《弃妃大翻身》第100章


我惊喜万分,她想起来了,我们俩就不会这么痛苦了。但是她的神情告诉我,我们俩再也回不到从前了。
她做了一个叫做注射器的东西,从此我以后放血就不用刀了,很方便,她怎么会有这么多稀奇古怪的想法。
母后突然召她进宫,母后一直是反对我二人交往的。母后的性子我比谁都清楚,我怕她对夕儿不利,表明了我的决心:“儿子此生非顾晓夕不娶,如果夕儿有事,儿子绝不原谅母后。”
从小到大我从未用这种语气跟母后说话,母后睁大眼看了我半响,最后妥协。

那一天我早早的下了朝,就去等她。
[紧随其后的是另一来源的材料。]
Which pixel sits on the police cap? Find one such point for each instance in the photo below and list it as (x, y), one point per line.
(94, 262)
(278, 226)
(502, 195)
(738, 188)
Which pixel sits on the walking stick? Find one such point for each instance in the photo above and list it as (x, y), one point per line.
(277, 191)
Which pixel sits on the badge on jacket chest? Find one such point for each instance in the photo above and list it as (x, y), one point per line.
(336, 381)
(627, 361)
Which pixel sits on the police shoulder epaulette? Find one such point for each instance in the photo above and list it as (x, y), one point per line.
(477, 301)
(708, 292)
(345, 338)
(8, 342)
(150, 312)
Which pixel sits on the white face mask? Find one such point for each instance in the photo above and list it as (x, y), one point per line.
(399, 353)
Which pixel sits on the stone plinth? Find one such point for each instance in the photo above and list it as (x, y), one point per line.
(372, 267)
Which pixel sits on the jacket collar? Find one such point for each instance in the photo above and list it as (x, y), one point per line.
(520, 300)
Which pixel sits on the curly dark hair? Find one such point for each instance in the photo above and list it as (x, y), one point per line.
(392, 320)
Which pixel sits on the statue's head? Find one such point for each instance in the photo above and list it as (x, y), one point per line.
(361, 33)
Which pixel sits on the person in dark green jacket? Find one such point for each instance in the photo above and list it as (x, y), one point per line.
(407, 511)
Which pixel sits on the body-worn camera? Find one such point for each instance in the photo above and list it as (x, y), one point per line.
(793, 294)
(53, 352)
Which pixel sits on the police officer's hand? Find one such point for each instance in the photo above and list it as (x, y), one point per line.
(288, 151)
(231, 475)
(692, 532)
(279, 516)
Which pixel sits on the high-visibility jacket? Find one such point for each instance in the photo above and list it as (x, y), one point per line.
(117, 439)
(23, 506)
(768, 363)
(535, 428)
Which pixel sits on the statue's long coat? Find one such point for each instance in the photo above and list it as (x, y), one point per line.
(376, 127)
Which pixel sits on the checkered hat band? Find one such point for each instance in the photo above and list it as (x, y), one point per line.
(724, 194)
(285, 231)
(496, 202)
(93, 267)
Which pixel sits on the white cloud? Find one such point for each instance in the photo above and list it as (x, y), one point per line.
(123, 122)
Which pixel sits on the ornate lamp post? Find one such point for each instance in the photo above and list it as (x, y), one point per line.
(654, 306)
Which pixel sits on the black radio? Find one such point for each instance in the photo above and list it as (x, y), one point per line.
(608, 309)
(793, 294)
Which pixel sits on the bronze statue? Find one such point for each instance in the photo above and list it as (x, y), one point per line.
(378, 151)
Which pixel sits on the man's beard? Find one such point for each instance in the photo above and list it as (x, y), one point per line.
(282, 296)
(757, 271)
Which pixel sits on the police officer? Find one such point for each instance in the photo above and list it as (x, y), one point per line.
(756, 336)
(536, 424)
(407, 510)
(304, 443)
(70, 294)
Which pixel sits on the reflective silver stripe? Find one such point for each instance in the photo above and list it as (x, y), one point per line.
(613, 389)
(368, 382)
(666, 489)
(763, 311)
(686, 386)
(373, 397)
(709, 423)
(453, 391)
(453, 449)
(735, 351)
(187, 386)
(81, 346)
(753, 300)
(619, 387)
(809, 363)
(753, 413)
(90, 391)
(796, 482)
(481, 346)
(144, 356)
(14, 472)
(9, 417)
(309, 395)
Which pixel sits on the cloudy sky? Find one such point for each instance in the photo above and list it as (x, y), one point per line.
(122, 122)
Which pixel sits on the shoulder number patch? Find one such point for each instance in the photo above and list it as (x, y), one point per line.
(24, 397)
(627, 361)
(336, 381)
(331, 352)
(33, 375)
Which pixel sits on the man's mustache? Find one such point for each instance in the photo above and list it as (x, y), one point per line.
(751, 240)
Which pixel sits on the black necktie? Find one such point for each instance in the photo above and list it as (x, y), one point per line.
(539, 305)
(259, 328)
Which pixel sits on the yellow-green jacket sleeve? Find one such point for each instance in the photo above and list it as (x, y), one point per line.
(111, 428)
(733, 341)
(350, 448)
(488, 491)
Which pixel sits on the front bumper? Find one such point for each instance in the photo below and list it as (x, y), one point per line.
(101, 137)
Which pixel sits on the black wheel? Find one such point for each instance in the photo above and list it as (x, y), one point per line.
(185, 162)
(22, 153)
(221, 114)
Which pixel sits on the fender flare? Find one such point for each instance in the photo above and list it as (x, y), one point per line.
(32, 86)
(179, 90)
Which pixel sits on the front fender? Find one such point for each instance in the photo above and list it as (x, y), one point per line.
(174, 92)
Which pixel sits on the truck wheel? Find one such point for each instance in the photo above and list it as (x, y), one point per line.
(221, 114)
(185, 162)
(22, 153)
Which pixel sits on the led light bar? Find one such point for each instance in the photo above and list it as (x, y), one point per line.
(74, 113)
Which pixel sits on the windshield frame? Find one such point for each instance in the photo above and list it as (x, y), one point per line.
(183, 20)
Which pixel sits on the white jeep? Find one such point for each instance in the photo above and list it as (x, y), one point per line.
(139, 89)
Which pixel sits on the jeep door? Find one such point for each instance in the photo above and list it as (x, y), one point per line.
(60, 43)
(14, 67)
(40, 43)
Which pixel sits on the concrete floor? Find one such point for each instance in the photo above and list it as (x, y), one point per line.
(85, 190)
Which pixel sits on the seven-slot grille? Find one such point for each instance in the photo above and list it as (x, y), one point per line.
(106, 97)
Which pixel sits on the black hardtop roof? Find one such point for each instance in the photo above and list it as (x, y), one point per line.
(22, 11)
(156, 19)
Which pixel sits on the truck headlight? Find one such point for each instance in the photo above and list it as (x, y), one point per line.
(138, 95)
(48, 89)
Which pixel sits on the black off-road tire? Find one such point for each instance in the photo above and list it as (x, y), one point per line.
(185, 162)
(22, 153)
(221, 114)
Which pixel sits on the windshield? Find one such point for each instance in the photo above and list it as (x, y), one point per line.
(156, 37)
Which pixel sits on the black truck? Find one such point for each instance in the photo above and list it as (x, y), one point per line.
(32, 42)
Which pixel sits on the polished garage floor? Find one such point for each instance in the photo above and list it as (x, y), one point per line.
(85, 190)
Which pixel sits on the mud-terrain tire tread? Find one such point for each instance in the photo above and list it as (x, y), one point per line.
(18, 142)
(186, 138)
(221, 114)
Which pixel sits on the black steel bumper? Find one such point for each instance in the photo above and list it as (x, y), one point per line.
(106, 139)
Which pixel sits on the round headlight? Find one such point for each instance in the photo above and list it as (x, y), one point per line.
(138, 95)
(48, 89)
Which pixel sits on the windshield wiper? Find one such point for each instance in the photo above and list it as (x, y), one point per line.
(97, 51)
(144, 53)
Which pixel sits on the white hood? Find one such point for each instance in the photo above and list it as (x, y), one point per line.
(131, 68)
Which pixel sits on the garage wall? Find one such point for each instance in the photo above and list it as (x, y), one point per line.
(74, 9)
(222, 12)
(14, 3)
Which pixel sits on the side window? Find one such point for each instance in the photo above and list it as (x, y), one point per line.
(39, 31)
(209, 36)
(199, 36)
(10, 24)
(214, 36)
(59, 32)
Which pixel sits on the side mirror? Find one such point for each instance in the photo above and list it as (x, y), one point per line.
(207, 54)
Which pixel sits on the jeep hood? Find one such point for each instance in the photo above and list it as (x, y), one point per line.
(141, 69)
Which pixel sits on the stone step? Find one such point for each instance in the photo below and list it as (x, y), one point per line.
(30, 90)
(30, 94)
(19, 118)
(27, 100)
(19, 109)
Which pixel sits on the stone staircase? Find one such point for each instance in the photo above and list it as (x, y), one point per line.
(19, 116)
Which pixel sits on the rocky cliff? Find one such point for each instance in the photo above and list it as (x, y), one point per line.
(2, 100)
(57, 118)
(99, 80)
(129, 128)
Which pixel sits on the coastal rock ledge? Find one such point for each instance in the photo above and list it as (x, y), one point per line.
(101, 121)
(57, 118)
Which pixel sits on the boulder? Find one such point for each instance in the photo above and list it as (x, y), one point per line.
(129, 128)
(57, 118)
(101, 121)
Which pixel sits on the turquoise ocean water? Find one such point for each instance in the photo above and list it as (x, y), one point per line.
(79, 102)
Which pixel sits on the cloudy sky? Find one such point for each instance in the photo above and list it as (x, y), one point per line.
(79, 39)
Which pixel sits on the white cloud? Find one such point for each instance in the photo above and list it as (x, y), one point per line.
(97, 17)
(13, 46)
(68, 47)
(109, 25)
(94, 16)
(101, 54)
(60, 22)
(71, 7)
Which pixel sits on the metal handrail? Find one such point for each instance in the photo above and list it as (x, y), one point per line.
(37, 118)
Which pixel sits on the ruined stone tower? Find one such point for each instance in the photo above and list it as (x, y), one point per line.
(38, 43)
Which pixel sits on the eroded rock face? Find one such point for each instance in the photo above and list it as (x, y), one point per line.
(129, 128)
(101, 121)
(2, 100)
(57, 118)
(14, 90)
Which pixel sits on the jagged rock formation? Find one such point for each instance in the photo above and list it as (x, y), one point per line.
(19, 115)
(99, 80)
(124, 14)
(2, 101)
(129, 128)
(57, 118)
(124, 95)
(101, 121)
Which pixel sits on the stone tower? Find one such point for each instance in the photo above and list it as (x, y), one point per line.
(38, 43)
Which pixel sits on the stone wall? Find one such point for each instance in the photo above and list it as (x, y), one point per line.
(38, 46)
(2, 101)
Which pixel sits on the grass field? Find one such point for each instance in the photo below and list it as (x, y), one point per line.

我站在那棵树下看着她和贤妃携手而来,脸上的笑意让我放了心。
她告诉我,没有顾晓夕,以后只有穆夕。她说,母后让她嫁给我。我喜不自胜,急切的想要知道她的回答。
她给我提了一堆的要求,无非就是让我对她一心一意。呵呵,这还用问吗,这些年,我心里一直有她。
她眼睛湿润了,答应了我。我情不自禁的捉住了她的唇,狠狠吻下,她没有推开我。
后又主动在我脸上刻了“章”,我想我终是成功了。只是她的蛊没有解开,一直是我心头上最紧张的。我派子虚去寻蛊王的踪迹,他回报我,在他们的队伍外,还有一只队伍也在找蛊王,而且事事都比他们快一步。我想,那个神秘的队伍,一定是他派来的吧。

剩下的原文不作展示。